Steal syndrome solutions proposed amid assessment of ischaemia risks


VIETHsymposium (15–19 November, New York City, USA) has played host to a “mini-symposium” on the risk of steal syndrome and distal ischaemia posed by vascular access for haemodialysis. Moderated by John E Aruny (Dialysis Access Institute, Orangeburg, USA) and Clifford M Sales (Mount Sinai School of Medicine, Summit, USA), it saw prominent vascular access voices tackle the issue and propose means of mitigating it. 

First to speak was William Jennings (University of Oklahoma School of Community Medicine, Tulsa, USA), who gave a presentation reviewing his published findings that even patients “at high risk of hand ischaemia” could have “a safe and functional arteriovenous fistula (AVF) established” for vascular access. Haemodialysis access-induced distal ischaemia (HAIDI) is a particular risk, he said, for individuals with peripheral vascular disease, diabetes, a history of any amputation, previous steal syndrome, females, and older patients, among others. 

Jennings set about outlining methods for minimising the risk of HAIDI, including “more (and more successful) distal radiocephalic AVFs” as well as proximal radial artery inflow. He noted too that “reports of percutaneous AVFs all note a very low incidence of HAIDI,” referencing the 2020 Ellipsys study by Alexandros Mallios (Hôpital Paris Saint-Joseph, Paris, France) et al and the 2017 WavelinQ NEAT trial published by Charmaine Lok (University of Toronto, Toronto, Canada) et al in the American Journal of Kidney Diseases (AJSN). 

Following Jennings came Matthew J Dougherty (Pennsylvania Hospital, Philadelphia, USA), who explored strategies for managing steal syndrome and neuropathy related to dialysis access.

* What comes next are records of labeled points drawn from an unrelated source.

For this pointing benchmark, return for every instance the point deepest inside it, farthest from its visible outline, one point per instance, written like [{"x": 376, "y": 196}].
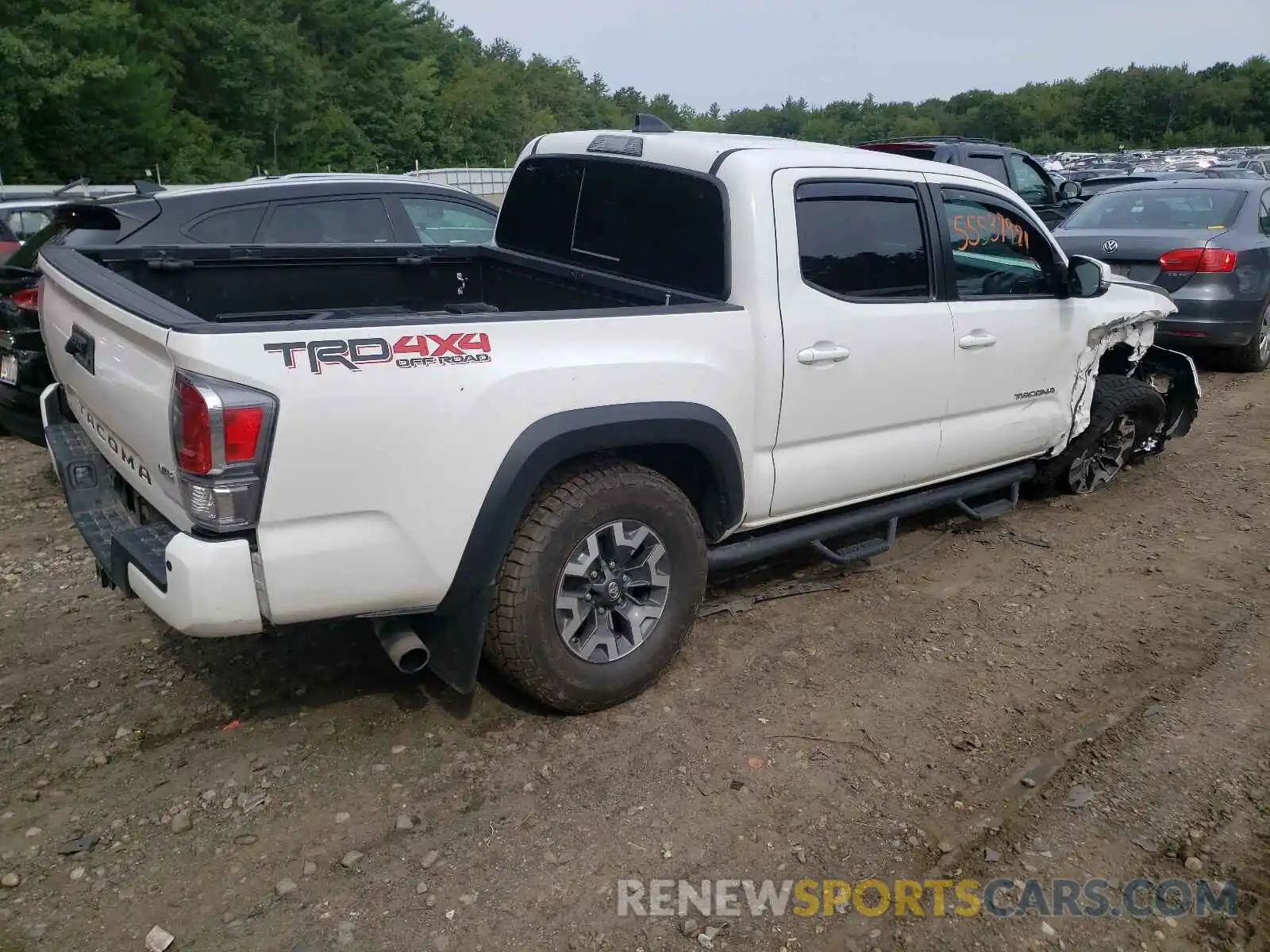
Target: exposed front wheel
[
  {"x": 600, "y": 587},
  {"x": 1126, "y": 416}
]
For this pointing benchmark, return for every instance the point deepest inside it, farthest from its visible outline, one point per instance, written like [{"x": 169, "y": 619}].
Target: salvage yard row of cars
[{"x": 676, "y": 353}]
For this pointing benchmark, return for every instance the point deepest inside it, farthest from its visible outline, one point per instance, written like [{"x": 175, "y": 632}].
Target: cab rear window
[{"x": 633, "y": 220}]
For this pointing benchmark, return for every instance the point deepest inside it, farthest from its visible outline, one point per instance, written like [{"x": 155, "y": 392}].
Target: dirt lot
[{"x": 295, "y": 793}]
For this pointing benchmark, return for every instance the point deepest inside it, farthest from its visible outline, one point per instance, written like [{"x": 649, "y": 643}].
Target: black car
[
  {"x": 10, "y": 243},
  {"x": 1206, "y": 241},
  {"x": 1011, "y": 167},
  {"x": 289, "y": 209}
]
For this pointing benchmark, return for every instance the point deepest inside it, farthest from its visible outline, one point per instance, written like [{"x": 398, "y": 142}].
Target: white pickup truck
[{"x": 686, "y": 352}]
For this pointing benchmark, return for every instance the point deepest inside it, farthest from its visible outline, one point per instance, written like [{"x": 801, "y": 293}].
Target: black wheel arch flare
[{"x": 455, "y": 632}]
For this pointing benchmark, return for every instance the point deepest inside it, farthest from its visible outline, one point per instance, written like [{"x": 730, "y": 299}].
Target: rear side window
[
  {"x": 996, "y": 249},
  {"x": 656, "y": 225},
  {"x": 441, "y": 222},
  {"x": 228, "y": 228},
  {"x": 90, "y": 238},
  {"x": 991, "y": 165},
  {"x": 27, "y": 222},
  {"x": 1030, "y": 184},
  {"x": 1179, "y": 209},
  {"x": 863, "y": 241},
  {"x": 359, "y": 221}
]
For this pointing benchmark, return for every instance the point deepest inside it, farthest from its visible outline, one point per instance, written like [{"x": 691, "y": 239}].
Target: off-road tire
[
  {"x": 1254, "y": 357},
  {"x": 522, "y": 640},
  {"x": 1114, "y": 397}
]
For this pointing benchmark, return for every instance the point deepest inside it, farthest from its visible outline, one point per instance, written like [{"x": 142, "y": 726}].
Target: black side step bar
[{"x": 765, "y": 545}]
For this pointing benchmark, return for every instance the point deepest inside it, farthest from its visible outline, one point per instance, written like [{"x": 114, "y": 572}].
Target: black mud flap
[{"x": 456, "y": 641}]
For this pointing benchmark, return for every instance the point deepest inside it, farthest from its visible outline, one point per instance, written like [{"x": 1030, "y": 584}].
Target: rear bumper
[
  {"x": 1208, "y": 323},
  {"x": 197, "y": 587}
]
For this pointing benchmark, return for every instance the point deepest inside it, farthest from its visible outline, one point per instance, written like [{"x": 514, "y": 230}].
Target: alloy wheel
[{"x": 613, "y": 592}]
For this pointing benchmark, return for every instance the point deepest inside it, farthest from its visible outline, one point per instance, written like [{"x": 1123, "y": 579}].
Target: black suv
[
  {"x": 1011, "y": 167},
  {"x": 287, "y": 209}
]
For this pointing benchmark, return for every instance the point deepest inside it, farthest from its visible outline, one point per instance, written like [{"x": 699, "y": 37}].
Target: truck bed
[{"x": 248, "y": 286}]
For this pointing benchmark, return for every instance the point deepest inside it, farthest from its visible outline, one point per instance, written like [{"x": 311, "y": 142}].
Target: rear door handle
[
  {"x": 823, "y": 351},
  {"x": 976, "y": 340}
]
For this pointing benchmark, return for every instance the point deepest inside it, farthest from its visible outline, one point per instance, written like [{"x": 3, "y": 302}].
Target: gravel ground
[{"x": 295, "y": 793}]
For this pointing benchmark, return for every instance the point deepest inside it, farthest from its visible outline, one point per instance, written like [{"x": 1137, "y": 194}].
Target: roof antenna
[{"x": 647, "y": 122}]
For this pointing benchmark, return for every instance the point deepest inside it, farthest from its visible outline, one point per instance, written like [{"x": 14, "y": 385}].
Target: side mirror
[{"x": 1087, "y": 277}]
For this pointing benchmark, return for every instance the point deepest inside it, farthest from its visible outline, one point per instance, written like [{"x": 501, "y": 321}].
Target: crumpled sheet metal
[{"x": 1137, "y": 330}]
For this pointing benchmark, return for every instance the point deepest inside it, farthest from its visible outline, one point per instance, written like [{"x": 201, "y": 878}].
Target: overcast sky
[{"x": 751, "y": 52}]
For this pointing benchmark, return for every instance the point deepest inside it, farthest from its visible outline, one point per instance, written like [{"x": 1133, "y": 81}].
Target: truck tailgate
[{"x": 117, "y": 376}]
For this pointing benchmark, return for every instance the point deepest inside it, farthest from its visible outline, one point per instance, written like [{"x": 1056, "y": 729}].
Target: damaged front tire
[{"x": 1124, "y": 418}]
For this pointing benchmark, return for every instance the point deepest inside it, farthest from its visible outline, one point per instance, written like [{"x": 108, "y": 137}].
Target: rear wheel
[
  {"x": 600, "y": 587},
  {"x": 1255, "y": 355},
  {"x": 1124, "y": 416}
]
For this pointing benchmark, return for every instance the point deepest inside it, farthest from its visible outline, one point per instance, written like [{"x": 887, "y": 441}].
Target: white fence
[
  {"x": 482, "y": 182},
  {"x": 488, "y": 183}
]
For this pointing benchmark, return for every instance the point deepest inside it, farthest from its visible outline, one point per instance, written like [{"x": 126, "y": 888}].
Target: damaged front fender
[{"x": 1126, "y": 346}]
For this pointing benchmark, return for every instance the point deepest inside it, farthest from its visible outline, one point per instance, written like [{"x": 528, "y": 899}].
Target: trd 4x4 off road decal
[{"x": 410, "y": 351}]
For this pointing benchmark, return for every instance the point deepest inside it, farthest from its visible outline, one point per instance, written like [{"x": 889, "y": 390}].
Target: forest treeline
[{"x": 219, "y": 89}]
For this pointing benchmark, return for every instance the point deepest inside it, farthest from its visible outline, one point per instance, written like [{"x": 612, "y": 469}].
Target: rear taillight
[
  {"x": 221, "y": 435},
  {"x": 1198, "y": 260},
  {"x": 27, "y": 298}
]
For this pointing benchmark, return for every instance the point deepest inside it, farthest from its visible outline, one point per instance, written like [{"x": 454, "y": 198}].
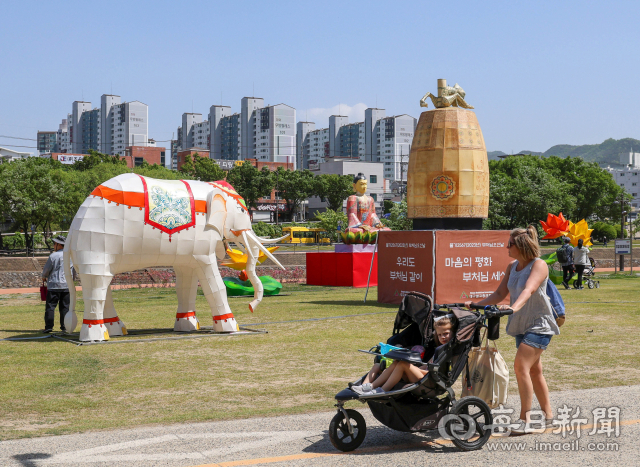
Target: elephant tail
[{"x": 68, "y": 273}]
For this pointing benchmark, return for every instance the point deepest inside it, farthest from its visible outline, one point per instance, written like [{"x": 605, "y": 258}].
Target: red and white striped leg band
[
  {"x": 91, "y": 322},
  {"x": 223, "y": 317},
  {"x": 185, "y": 315}
]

Dougherty provided statistics on the prevalence of steal, which affects 10–20% of dialysis patients. Of those, 4–6%  require intervention, he said, while also noting that while neuropathy of various etiologies was experienced by between 10 and 40% of dialyisis patients, ischemic monomelic neuropathy (OMN) affects fewer than 1%.  

He differentiated the two conditions, noting that steal has a slower, less conspicuous onset than IMN which is “immediate.” Steal, he said, is associated more with vascular access at the distal brachial level, while IMN is almost exclusively associated with diabetes. Dougherty proposed an algorithm for the work-up and management of neuropathy and steal syndrome, with a diminished emphasis on the distal revascularisation and interval ligation (DRIL) procedure as the dominant option, which was shared by the panel. 

Outlining treatment options, Dougherty pointed to ligation, which he described as “simple” and a way of restoring a patient’s baseline anatomy. Banding, meanwhile, he described as “a poor choice for low flow” and “less predictable” than alternative treatments, but said it was better for veins than prosthetics. For low-flow patients, he did suggest DRIL. 

He also examined revision using distal inflow (RUDI) but said it shared problems with banding and that clinical data on the procedure were limited. He advocated perhaps most strongly for minimally invasive limited ligation endoluminal-assisted revision (MILLER) as a steal treatment, referring to Gregg Miller (American Access Care of Brooklyn, Brooklyn, USA) et al’s 2009 retrospective analysis study in Kidney International which described the “minimally invasive” procedure as “effective and durable.” 

Yana Etkin (Zucker School of Medicine at Hofstra / Northwell, Hempstead, USA) followed this with her own presentation examining a modified banding technique as a treatment option for distal ischaemia. She distinguished first between high flow rate steals, adequate and low flow rate steals and severe ischaemia, all of which demand different treatments. Modified banding is only appropriate as a treatment for high flow rate steals, she said, echoing Dougherty.  

She stated that overall banding is associated with a “high rate of failure” and complications. Drawing on a Journal of Vascular Surgery (JVS) study by Andrew E Leake (Vascular Surgery Associates of Richmond, Henrico, USA) et al from 2015, Etkin made the claim that banding could benefit from “intraoperative measurement of distal perfusion” as a “simple and effective adjunct” that could be easily performed, requiring no “special equipment or personnel.” 

“HAIDI could lead to devastating complications including loss of digits or even limbs in a small group of patients,” Etkin said later to Renal Interventions. “We are continuing to improve our techniques to manage this challenging problem.” 

The symposium explored a variety of treatments for steal and neuropathy, before a concluding presentation which diverged into vascular access haemorrhage.